# bench grinder problem



## chrisb (Jan 3, 2008)

I have a Ryobi 8 inch bench grinder tha is about 6 years old. When I turn it on the motor hums but cant get the wheels rotating.
It stated doing this a while back so I would give the wheels a spin and the motor would get it up to speed, but not anymore.
The wheels turn freely so there is nothing jammed. I don't know much about ac motors. Aren't these multi stage motors?
Is this capacitor problem?


----------



## Michael Glavin (Jan 2, 2009)

Chris 

More likely than not it’s a STARTING circuit issue… Single phase electric motors typically have a mechanical centrifugal switch which engages the start winding on power up, once the motor comes up to RPM the start winding drops out via the start switch. Some motors have an electronic switch which does the same thing, without the mechanical consideration. 

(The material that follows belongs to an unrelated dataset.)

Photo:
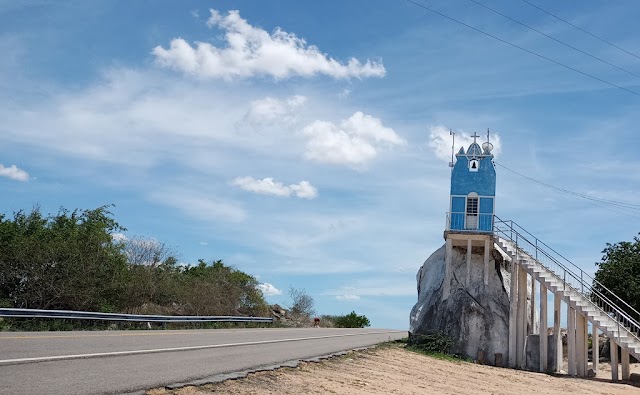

Yes the capacitor could be the problem, or the aforementioned “switch”. The switch is simply a set of contacts or points that mechanically open when the appropriate rpm is reached. Sometimes the points are stuck or dirty and pitted from arcing, the mechanical linkage fails to open or the start capacitor simply fails. 

Your description suggests the start circuit is not viable, as you’re able to spin it up and it takes off. If you’re in need of parts or assistance a local motor repair/rewinding company is the place to go… 

Michael


----------